Subject: Re: Apps in Lisp (was: Re: help! absolute beginner)
From: Erik Naggum <>
Date: 1998/12/15
Newsgroups: comp.lang.lisp
Message-ID: <>

* Raymond Toy <>
| Can someone remind my why gzip, tar, MPEG, MP3 need to be in lisp?

  the key is "mind share".  when you have deal with a number of things in
  some clearly inferior language, such as C, you lose in a big way.  for
  instance, I'm currently struggling with MD5 checksums.  there's a C
  function I can call with a block of data, but the interface is all wrong
  and very hard to use from a Lisp point of view.  MD5 was obviously¹
  designed in assembly language on an Intel processor, and I thik it would
  make sense to publish that code instead of the god-awful C code they did
  publish.  however, the MD5 algorithm itself, which works only on 512-bit
  blocks of data, doesn't need a support apparatus in C.  but because it
  was written in C, the support apparatus was also written in C.  _that's_
  what's wrong.  I can certainly live with a low-level algorithm in C or
  assembly or whatever, but I can't use it today because the interface was
  designed to be usable from C, not designed to be usable from any

| I can see why graphics and translation would be useful in lisp, but
| what's wrong with just running the external utilities for gzip, tar,
| etc.?

  that they are external (in the Unix process sense).
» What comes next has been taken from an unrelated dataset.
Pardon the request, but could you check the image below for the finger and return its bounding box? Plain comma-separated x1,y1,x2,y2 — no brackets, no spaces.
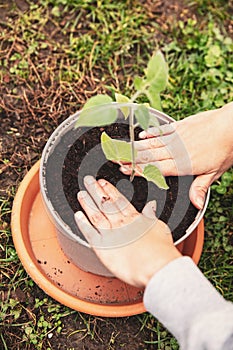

| Forgive me for being slow, but what does it mean to put all of these in
| lisp?

  leveraging the implementation experience so no new protocol needs to be
  written in C just because it uses stuff that has already been implemented
  in C.

  I'm all for using black boxes through foreign function interfaces, but
  when I actually need to do something that the people who thought in the
  inferior language couldn't think of, I have to do it my own way.  e.g.,
  there's a great domain name resolver out there, but, not surprisingly, it
  is written in C and has this stupid interface which you can't just give a
  list of requests to process in parallel, which really is quite easy given
  the protocol design, and return once it's done.  it's _too_ low-level,
  and it was written in the days of non-threading code that only needed to
  look up individual domain names at a time.  another simple example is the
  `ident' protocol, which is trivial, but which is also implemented in a
  stupid locking fashion.  I ended up writing an implementation for it in
  Allegro CL where I send the stream (socket) to a separate Lisp process as
  a run-reason, and it does its work and fills in a slot in the subclass of
  stream that keeps this information in a way that suspends the process if
  it requests the slot-value of this slot until it is known, which means
  the caller can predict whether it will block or not, and doesn't have to
  time out waiting for a machine that won't answer before it can service
  the request.  all very stream-lined, and not something you would have
  thought of in C in the first place.

  so, in brief, the differences in philosophy between Lisp and C make it
  quite important to have a Lisp handle on things.  sometimes, C is enough
  and the function is simple enough, but not very often, in my experience.

  man who cooks while hacking eats food that has died twice.